1964年 伊・仏 合作映画 ミケランジェロ・アントニオーニ監督
(IL DESERTO ROSSO)
澱んでいる。時が動かず、進まない。 アントニオーニ作品には常に気怠さが付き纏うが、
本作は初のカラー作品であり、改めて色彩感覚に感心する。 いや、こだわり抜いたのか?
工業都市ラヴェンナの河原を、 幼い息子を連れてヒロインが歩いてくる。
アントニオーニのミューズとして知られたモニカ・ヴィッティ。 赤毛にグリーンのコートが映える。

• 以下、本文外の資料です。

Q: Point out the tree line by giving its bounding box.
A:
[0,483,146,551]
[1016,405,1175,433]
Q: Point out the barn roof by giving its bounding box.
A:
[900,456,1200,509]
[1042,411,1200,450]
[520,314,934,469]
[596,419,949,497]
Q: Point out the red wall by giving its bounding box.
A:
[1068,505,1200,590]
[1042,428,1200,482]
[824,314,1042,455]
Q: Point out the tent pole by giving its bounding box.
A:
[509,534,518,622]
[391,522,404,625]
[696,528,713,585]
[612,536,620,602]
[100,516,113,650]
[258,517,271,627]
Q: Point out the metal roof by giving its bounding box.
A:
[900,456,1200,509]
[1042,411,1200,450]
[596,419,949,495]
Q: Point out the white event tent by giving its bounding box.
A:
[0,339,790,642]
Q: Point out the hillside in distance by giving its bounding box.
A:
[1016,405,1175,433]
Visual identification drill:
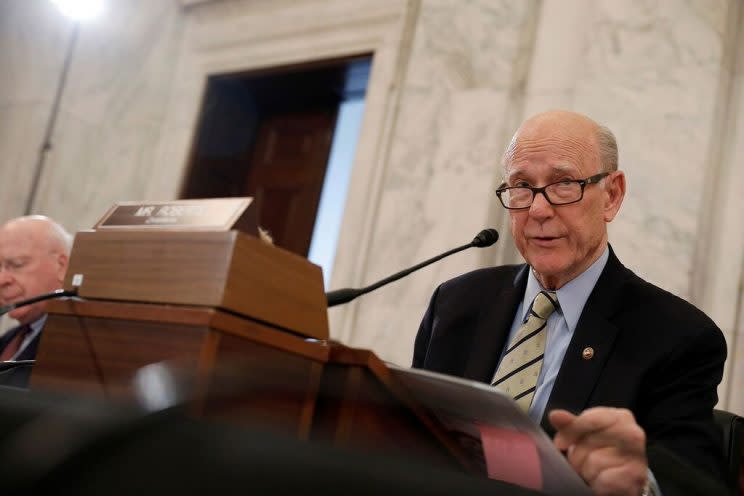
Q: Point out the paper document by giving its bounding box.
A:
[387,363,591,496]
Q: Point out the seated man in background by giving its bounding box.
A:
[413,111,726,496]
[0,215,72,361]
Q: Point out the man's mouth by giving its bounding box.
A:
[530,236,561,244]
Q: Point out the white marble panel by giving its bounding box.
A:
[0,0,72,221]
[574,0,725,298]
[348,1,535,364]
[34,0,187,229]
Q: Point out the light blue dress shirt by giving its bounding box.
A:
[494,248,610,424]
[494,247,661,496]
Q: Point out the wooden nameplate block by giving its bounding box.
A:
[64,200,328,339]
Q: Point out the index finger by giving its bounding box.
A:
[548,407,618,450]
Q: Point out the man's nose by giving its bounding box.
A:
[0,263,13,286]
[530,191,553,218]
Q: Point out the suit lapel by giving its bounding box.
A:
[463,265,528,382]
[541,248,626,436]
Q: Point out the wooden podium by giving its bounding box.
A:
[31,201,470,472]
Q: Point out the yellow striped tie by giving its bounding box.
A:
[492,291,558,412]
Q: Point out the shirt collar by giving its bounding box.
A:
[521,247,610,332]
[29,313,47,332]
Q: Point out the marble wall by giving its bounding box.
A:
[0,0,744,413]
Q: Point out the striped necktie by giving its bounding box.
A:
[492,291,558,412]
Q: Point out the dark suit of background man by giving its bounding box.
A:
[0,215,72,370]
[413,111,726,496]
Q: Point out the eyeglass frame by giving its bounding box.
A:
[496,172,612,210]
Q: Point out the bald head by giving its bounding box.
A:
[502,110,618,174]
[0,215,72,324]
[0,215,72,255]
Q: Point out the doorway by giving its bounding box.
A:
[180,56,371,260]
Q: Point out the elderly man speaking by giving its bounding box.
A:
[0,215,72,361]
[413,111,726,496]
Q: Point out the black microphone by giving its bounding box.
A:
[326,229,499,307]
[0,288,77,316]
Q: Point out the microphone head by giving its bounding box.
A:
[470,229,499,248]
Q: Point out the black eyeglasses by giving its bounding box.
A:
[496,172,610,210]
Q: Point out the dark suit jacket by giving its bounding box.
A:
[0,326,42,388]
[413,250,726,496]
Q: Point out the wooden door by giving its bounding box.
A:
[245,108,336,256]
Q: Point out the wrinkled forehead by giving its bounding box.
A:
[0,226,51,259]
[503,118,600,177]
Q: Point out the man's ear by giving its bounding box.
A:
[604,171,625,222]
[55,253,70,284]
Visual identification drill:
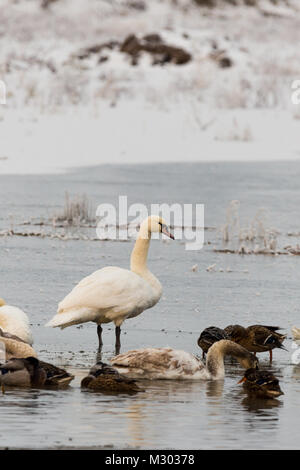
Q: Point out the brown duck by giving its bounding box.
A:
[0,357,47,391]
[224,325,286,362]
[198,326,230,359]
[81,361,143,393]
[0,328,37,361]
[238,369,284,398]
[0,356,74,388]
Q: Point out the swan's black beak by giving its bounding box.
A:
[161,225,175,240]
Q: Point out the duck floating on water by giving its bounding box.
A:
[198,326,229,359]
[224,325,286,362]
[81,361,143,393]
[0,356,74,388]
[111,339,258,380]
[46,215,174,353]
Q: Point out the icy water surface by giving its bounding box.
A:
[0,163,300,449]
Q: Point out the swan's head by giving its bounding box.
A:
[141,215,174,240]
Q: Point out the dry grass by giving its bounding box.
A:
[54,192,95,226]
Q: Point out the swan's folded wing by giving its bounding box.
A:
[111,348,204,376]
[57,267,152,313]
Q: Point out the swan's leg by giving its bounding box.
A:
[97,325,103,351]
[116,326,121,354]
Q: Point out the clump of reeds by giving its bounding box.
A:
[55,191,94,226]
[221,200,278,253]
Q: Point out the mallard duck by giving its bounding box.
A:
[40,361,74,388]
[224,325,286,362]
[81,361,143,393]
[46,215,174,353]
[0,357,47,390]
[0,357,74,388]
[111,339,258,380]
[0,298,33,346]
[198,326,229,358]
[0,328,37,360]
[238,369,284,398]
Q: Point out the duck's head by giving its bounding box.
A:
[141,215,174,240]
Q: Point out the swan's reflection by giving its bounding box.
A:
[206,380,224,398]
[242,397,283,414]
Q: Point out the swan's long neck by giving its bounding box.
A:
[130,225,151,277]
[206,339,252,379]
[130,224,162,297]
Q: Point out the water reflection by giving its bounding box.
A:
[242,397,283,412]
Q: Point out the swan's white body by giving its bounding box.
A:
[111,348,210,380]
[46,216,171,334]
[47,266,161,328]
[0,330,36,363]
[111,340,258,380]
[292,326,300,341]
[0,299,33,345]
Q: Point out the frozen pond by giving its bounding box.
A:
[0,162,300,449]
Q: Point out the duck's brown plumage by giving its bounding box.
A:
[0,357,74,388]
[81,361,143,393]
[40,361,74,388]
[239,369,283,398]
[0,357,47,388]
[198,326,229,357]
[224,325,286,361]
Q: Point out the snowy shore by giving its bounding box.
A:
[0,0,300,174]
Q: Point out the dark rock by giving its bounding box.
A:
[120,34,192,65]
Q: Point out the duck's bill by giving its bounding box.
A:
[161,225,175,240]
[268,390,284,398]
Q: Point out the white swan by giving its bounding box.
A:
[292,326,300,341]
[46,215,174,350]
[0,329,36,363]
[111,339,258,380]
[0,299,33,345]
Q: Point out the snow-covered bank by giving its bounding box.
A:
[0,0,300,174]
[0,102,300,174]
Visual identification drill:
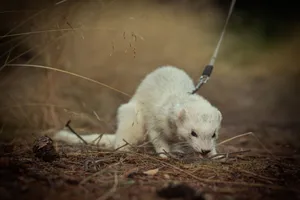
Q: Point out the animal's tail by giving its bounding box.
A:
[52,130,115,149]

彼女は工員らしき男が立ち食いしていたパンをお金を出して譲り受け、 人目を気にしながら草陰で貪る。この怖さ、唐突!
心の病は見えない。本当に病んでいるのか、 それとも病んでいると思い込みたいのか。
何不自由ない人妻の心の闇を、 現実とも妄想とも受け取れる描き方をしていくアントニオーニ。
わざとフォーカスを合わせないカメラワークにも、 全てが観客に委ねられていることが見てとれる。
唯一、パッキリと美しく映し出されるのが、 ヒロインが幼い息子に聞かせる物語を映像で具現化するシーン。
目の覚めるような海の色、褐色の肌の少女。 そして、タイトル・バックに流れる、 あたかもセイレーンの歌のような声・・・
アントニオーニは決して”FAVORITE”ではないが、 たまに観かえすと、価値を再確認できる映画作家である。